Görüntülerdeki kediler, gerçekten de fosforlu yeşil Faber Castell gibi parlıyordu. İnsanlar bunu sadece şekil için yapmış olabilir miydi gerçekten de?
Onların genleriyle oynayarak dünyaya getirdikleri cins hayvanları düşününce pek de imkânsız görünmüyor ancak floresanlı kedilerin olayı, kırk yıl düşünseniz aklına gelmeyecek bir sebepten kaynaklı!
Kedilerde görülebilen FIV virüsü, sadece onlara özgüdür. Bağışıklık sistemini tehdit olarak görüp saldırı yoluyla zayıflattığı için HIV’e çok benzerdir. Bu nedenle “kedi AIDS’i” de denir.
Kedilerin sadece %2,5 ila %4,4’üne bulaşabildiği için bir FIP virüsü kadar yaygın değil. Genellikle kendi bölgelerini savunan erkekler tarafından bulaşır. “İyi de tüm bunların fosforlu kedilerle ne ilgisi var?” diye düşünüyor olabilirsiniz.

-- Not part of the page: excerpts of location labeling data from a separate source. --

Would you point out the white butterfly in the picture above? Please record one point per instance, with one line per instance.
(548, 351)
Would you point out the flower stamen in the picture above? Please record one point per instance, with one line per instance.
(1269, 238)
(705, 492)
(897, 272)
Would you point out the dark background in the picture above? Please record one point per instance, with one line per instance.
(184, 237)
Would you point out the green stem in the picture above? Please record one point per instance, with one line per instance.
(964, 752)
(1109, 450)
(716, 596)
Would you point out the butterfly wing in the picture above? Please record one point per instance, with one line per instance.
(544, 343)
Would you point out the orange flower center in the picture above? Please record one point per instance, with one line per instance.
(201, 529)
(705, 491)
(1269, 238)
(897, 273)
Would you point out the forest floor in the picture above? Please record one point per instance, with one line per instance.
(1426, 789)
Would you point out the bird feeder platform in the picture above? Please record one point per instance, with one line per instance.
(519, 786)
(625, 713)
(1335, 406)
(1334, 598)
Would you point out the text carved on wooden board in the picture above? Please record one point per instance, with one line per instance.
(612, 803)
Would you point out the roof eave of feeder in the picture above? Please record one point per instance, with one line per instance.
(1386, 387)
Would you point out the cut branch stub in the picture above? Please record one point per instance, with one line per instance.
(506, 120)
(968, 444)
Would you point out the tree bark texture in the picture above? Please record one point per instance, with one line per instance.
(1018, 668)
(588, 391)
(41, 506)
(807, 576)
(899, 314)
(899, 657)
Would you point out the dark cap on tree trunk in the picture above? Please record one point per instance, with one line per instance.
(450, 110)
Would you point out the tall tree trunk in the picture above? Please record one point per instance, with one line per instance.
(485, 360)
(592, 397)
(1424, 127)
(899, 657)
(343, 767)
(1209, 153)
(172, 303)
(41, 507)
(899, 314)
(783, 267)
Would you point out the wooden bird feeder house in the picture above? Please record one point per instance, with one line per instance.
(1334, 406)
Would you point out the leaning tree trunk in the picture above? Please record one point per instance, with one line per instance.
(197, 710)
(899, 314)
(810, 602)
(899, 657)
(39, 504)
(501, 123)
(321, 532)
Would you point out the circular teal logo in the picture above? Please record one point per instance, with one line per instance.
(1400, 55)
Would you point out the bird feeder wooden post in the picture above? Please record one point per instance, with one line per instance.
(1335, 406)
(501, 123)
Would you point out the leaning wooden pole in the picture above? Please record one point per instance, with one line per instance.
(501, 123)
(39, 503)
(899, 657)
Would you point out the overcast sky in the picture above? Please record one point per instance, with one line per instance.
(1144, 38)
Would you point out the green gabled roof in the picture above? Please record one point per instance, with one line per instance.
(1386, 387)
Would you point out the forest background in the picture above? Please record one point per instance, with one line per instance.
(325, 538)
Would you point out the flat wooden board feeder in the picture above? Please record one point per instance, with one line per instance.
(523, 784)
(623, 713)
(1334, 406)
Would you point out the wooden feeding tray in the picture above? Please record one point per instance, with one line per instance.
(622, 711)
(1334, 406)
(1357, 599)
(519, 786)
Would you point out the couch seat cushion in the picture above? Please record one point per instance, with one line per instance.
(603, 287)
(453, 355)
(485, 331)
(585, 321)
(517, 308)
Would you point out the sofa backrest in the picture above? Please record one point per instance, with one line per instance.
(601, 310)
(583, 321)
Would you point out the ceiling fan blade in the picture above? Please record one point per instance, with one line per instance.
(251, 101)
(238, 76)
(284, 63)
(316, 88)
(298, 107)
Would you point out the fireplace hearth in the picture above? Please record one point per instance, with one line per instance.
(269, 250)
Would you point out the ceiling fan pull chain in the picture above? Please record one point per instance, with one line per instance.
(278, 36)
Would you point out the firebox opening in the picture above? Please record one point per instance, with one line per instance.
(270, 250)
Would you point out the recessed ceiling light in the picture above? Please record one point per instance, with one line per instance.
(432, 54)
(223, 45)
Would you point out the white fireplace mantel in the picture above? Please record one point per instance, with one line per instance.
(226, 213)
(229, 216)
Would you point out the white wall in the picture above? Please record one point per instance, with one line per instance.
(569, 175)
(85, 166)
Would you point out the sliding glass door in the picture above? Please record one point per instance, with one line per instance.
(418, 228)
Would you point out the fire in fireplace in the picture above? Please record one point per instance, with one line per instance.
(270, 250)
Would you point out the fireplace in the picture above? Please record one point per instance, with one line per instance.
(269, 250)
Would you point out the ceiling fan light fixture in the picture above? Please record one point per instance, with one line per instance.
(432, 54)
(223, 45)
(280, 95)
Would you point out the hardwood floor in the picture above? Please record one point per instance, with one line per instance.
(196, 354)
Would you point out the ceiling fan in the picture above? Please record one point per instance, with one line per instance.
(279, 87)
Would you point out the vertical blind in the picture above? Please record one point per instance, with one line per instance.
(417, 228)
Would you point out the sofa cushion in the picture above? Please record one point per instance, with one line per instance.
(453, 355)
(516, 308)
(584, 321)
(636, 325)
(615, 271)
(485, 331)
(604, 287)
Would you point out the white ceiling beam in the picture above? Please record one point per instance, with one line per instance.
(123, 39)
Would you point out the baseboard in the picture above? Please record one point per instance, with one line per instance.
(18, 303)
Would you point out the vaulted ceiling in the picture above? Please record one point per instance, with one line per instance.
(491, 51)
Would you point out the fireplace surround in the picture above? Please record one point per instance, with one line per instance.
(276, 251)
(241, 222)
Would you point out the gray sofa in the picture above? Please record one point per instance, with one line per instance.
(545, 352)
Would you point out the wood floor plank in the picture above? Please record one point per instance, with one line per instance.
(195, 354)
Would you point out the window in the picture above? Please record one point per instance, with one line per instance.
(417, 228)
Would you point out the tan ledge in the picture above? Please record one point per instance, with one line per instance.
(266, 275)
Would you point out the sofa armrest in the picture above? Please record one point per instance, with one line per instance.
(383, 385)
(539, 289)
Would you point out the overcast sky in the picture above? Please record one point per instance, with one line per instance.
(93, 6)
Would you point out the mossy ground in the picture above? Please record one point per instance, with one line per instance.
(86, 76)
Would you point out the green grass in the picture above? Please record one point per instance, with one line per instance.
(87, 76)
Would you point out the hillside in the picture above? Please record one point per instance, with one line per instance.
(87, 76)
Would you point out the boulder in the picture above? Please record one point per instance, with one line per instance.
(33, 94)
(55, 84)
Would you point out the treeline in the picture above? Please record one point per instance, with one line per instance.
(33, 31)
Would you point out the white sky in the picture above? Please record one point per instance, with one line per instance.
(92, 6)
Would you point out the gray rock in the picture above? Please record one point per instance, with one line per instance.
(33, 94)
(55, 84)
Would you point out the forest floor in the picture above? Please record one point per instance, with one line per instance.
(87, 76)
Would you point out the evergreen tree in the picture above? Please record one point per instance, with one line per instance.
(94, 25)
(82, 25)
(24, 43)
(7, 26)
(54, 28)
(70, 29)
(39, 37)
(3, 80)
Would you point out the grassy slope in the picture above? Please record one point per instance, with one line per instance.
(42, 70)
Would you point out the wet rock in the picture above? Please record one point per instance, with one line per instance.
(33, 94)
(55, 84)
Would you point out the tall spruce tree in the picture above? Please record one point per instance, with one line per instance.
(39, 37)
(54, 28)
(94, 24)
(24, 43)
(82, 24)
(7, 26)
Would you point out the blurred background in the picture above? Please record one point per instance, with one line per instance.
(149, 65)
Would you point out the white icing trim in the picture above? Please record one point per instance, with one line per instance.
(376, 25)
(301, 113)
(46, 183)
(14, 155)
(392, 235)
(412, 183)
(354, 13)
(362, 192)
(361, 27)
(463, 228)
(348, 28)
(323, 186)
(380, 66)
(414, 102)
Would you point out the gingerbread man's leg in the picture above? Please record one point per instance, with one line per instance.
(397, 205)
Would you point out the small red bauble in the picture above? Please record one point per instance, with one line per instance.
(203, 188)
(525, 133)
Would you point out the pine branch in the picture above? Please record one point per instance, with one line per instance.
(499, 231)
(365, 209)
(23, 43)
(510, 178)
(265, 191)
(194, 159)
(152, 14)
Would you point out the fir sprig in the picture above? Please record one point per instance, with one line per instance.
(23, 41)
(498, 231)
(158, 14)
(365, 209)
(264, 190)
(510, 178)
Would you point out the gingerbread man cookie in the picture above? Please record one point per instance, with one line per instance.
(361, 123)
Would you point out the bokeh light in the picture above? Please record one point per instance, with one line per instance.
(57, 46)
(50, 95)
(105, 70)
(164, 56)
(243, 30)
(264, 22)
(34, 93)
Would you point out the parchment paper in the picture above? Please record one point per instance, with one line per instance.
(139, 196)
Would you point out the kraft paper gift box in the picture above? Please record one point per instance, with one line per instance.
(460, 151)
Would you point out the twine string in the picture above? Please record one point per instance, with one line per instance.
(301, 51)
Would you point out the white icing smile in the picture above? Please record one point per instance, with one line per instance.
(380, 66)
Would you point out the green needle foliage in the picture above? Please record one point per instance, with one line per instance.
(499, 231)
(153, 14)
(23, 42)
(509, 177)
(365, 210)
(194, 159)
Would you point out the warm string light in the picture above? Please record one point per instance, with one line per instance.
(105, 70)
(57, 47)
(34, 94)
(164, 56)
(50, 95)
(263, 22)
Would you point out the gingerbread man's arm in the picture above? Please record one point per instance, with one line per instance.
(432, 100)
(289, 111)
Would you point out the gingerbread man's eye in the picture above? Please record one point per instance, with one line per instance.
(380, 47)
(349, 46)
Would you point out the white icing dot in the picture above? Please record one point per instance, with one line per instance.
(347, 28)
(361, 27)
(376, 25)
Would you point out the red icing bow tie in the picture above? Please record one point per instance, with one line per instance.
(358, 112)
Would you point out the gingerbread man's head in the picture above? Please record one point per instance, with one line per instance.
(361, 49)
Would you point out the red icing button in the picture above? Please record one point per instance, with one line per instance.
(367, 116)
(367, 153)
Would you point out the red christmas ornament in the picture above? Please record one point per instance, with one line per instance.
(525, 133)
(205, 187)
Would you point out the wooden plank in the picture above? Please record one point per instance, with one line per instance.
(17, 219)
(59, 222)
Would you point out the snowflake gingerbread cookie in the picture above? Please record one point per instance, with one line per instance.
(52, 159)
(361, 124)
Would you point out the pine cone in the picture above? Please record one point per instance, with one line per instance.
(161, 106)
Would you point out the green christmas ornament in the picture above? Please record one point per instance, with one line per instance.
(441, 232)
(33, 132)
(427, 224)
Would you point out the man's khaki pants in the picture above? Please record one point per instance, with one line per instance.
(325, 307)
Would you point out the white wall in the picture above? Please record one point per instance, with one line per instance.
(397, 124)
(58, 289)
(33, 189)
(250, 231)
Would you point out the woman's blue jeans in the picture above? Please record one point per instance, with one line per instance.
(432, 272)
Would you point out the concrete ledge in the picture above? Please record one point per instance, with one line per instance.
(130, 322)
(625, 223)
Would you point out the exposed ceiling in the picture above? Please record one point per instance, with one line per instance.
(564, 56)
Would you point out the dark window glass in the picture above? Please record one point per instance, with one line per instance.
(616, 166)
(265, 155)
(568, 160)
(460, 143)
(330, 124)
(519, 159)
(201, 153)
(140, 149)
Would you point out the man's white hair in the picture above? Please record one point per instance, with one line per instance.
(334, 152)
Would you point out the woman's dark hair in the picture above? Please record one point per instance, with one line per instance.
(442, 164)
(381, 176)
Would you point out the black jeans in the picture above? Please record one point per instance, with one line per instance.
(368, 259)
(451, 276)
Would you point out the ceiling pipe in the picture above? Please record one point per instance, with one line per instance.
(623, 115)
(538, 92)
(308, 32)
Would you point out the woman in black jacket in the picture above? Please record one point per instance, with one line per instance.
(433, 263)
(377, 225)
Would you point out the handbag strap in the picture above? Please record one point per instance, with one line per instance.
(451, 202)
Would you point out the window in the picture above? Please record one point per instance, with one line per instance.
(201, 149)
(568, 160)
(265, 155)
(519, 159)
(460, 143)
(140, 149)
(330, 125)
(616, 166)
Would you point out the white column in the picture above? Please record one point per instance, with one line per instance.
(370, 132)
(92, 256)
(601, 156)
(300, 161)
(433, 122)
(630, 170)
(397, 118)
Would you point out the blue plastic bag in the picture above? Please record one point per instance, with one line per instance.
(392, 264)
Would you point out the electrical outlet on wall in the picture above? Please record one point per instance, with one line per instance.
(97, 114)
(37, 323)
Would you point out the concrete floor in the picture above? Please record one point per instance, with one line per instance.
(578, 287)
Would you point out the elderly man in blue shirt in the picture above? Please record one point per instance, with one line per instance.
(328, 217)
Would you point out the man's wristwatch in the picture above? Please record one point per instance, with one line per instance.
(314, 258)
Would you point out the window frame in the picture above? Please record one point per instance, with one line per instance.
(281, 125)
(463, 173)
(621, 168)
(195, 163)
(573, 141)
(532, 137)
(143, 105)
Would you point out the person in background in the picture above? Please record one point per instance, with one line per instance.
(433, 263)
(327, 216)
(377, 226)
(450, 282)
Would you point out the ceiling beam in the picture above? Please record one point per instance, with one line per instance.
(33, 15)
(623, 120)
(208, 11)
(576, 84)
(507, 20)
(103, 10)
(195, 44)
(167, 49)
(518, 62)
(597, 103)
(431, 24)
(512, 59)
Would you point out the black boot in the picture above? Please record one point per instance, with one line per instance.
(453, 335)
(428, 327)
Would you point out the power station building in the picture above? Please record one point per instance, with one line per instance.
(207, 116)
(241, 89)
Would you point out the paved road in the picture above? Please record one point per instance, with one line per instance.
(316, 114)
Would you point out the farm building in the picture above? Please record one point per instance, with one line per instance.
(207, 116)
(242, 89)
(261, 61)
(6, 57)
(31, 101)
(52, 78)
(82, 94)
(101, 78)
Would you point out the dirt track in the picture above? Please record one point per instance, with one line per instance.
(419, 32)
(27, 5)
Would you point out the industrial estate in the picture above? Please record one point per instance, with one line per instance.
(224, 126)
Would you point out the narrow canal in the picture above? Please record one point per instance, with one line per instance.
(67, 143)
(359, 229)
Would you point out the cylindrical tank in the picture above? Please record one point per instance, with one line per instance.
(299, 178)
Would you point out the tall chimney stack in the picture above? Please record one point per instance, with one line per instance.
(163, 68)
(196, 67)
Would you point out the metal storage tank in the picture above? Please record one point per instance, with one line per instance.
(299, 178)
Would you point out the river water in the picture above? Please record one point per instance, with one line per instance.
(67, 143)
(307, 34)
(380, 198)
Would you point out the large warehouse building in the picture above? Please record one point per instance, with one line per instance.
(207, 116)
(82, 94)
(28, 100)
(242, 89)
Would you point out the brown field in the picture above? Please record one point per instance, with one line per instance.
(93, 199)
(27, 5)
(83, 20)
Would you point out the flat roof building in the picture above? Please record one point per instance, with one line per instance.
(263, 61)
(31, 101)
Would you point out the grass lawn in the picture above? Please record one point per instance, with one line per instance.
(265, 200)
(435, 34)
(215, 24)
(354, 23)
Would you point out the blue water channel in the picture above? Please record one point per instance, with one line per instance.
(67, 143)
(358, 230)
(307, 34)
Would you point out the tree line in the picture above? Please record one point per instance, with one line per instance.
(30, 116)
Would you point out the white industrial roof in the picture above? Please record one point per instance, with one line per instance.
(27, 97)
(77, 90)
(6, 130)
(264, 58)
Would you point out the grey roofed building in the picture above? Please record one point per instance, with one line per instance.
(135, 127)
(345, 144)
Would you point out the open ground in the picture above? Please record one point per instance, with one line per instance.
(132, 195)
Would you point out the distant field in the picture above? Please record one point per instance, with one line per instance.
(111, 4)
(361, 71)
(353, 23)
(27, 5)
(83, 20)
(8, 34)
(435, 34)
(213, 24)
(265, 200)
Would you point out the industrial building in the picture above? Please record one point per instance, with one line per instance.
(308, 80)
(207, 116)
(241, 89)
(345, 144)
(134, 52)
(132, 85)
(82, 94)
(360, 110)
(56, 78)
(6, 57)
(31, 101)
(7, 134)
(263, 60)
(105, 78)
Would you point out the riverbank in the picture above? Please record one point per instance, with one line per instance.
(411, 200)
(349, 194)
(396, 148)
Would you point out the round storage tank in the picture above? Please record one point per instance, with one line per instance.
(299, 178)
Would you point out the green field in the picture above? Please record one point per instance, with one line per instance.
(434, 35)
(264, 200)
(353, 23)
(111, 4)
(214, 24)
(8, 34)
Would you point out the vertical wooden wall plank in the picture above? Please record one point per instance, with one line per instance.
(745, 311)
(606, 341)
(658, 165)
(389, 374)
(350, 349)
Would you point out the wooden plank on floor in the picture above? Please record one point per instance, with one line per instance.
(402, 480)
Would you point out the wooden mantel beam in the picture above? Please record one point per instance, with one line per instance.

Hemen bağlıyoruz.
GFP adlı, yeşil floresan proteini de denen gen, AIDS’e direnç sağlayabilen bir proteini üretme yeteneğine sahip. Denizanalarında bulunan GFP, ışıkta bakıldığında floresan gibi parlayarak mikroskop altında bu hücreleri tespit etmeyi kolaylaştırıyor.
Kedilerde, primatların aksine, FIV hastalığına karşı antiviral görevindeki TRIM5? geni bulunmuyor. Bu yüzden virüsle mücadele için kaynağı rhesus makağı (Hint şebeği) adlı bir maymun türünden gen ekleniyor.
Japonya ve ABD’den ekipler tarafından yürütülen araştırmada da GFP geni, kedilerin yumurtalarına eklenerek yeni doğacak yavruların bu genle dünyaya gelmesi amaçlandı.
Sonuçlar gerçekten umut vericiydi. Genin aktarıldığı hamile kedilerden dünyaya gelen yavruların bir kısmı, virüse sahip olmadan yaşama tutunabilmişti ve vücutlarının her yerinde hastalığa karşı direnç gösteren protein üretilmişti.
Kısacası kediler, aktarılan GFP geni sayesinde ışıl ışıl parlıyordu. İnsanlardaki AIDS ile aynı mantıkla çalışan FIV konusundaki bu çalışmaların başarı sağlaması, insanları virüsten korumak için için yürütülmekte olan çalışmalar için de yol kat edilebileceği ihtimalini artırıyor.